Olivier Père

Une nuit au Roxbury de John Fortenberry et Les Rois du patin de Josh Gordon et Will Speck

Une nuit au Roxbury (1998). L'idiotie selon Will Ferrell

Une nuit au Roxbury (1998).

Les Rois du patin (2007). L'èchec selon Will Ferrell

Les Rois du patin (2007).

C’était la fin des années 90, l’été de préférence. Une comédie américaine faisait la honte de son distributeur et de son attachée de presse qui conseillait aux journalistes de ne pas aller la voir en projection de presse. Aujourd’hui ils ont réglé le problème puisque ces films ne bénéficient plus que d’une sortie technique (quand ils sortent…) en version française dans une salle parisienne, sans projection de presse (voir le sort injuste réservé au sympathique Trois Corniauds des frères Farrelly).

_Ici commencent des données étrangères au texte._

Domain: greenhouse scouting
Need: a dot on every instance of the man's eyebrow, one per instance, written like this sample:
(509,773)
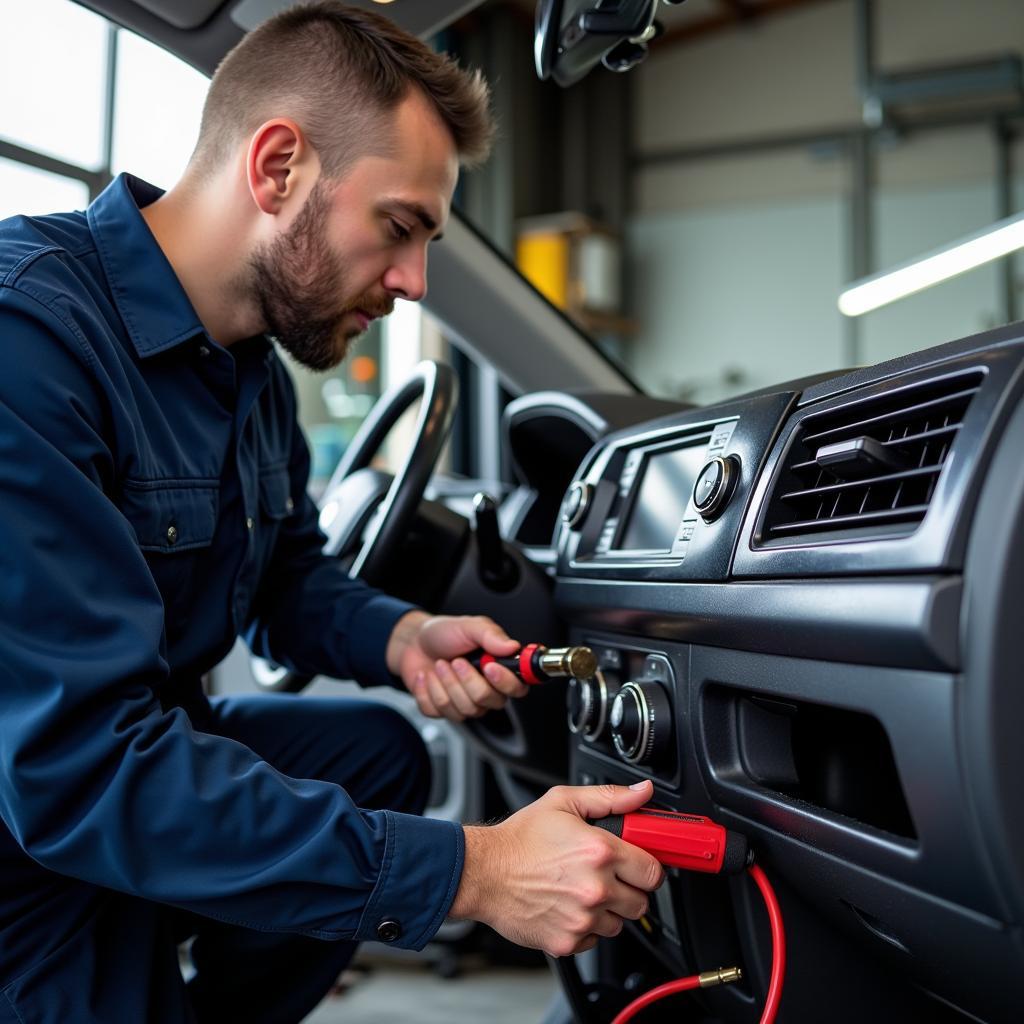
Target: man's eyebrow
(421,214)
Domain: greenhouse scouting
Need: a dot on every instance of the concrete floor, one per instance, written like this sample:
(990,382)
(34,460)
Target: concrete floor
(413,992)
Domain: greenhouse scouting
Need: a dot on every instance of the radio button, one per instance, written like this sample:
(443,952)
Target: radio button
(641,723)
(576,503)
(715,485)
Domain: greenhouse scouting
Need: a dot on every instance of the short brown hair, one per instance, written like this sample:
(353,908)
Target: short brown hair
(336,70)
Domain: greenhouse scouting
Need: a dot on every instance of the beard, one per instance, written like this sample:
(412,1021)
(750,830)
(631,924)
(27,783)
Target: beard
(295,282)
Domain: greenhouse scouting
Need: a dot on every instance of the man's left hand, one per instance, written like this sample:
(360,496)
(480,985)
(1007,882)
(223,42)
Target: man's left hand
(424,651)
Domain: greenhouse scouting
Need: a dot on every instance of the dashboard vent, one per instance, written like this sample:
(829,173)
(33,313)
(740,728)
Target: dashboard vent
(870,464)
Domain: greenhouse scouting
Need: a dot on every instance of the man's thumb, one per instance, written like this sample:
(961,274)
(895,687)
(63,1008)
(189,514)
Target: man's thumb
(600,801)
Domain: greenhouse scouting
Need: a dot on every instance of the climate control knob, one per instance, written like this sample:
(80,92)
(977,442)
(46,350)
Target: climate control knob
(641,723)
(588,702)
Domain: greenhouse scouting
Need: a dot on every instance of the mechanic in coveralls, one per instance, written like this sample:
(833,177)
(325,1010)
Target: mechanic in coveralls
(155,508)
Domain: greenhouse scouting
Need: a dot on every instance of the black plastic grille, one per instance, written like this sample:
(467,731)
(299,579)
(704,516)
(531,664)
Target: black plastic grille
(915,426)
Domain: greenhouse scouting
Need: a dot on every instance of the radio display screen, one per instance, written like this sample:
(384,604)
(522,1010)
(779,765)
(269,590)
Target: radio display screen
(660,498)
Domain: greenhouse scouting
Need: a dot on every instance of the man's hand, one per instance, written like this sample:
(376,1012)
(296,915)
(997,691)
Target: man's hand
(547,880)
(424,651)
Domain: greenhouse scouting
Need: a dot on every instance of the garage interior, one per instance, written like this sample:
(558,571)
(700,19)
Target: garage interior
(764,155)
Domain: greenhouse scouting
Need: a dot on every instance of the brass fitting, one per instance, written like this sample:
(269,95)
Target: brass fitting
(579,663)
(723,976)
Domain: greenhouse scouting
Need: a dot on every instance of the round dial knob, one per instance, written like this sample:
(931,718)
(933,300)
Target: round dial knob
(641,723)
(714,486)
(588,706)
(577,502)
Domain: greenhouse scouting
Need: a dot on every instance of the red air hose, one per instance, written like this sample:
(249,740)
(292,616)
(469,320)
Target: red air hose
(695,980)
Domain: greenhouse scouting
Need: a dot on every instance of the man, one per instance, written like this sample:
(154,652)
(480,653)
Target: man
(155,507)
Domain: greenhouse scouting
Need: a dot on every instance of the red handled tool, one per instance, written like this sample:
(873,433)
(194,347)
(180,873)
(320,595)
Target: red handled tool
(537,664)
(697,844)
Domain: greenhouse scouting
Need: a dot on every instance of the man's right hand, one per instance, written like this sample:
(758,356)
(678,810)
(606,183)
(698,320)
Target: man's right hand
(547,880)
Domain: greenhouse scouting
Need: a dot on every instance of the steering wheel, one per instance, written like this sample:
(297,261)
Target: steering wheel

Cette comédie, Une nuit au Roxbury (A Night at the Roxbury, 1998), nous la découvrîmes par hasard en accompagnant l’ami Jean-François Rauger.

Elle nous laissa épuisés, saoulés, les maxillaires en compotes, les zygomatiques détruites, mais heureux d’avoir autant ri devant un film qui passa bientôt du statut de minable navet estival à celui de maître étalon de la nouvelle comédie américaine, révélant au passage celui qui allait en devenir le dieu vivant (on y reviendra.)

Pour l’instant en 1999 Une nuit au Roxbury faisait la joie de deux amateurs de comiques qui n’ont pas peur de trop en faire pour trop faire rire (comme les Siciliens Franco et Ciccio par exemple), rejoints petit à petit par un cercle de convertis qui n’a cessé de s’élargir. Nous avons donc immédiatement eu un faible pour cette désopilante Nuit au Roxbury produite (et secrètement réalisée) par Amy Heckerling (dont le plus beau titre de gloire reste Fast Times at Ridgemont High, classique absolu de la « teen comedy » en 1982) et surtout écrite et interprétée par Will Ferrell et Chris Kattan, un duo de comique et d’imitateurs à l’époque inconnus ou presque en France et qui appartenaient à la nouvelle génération de la célèbre émission comique « Saturday Night Live ».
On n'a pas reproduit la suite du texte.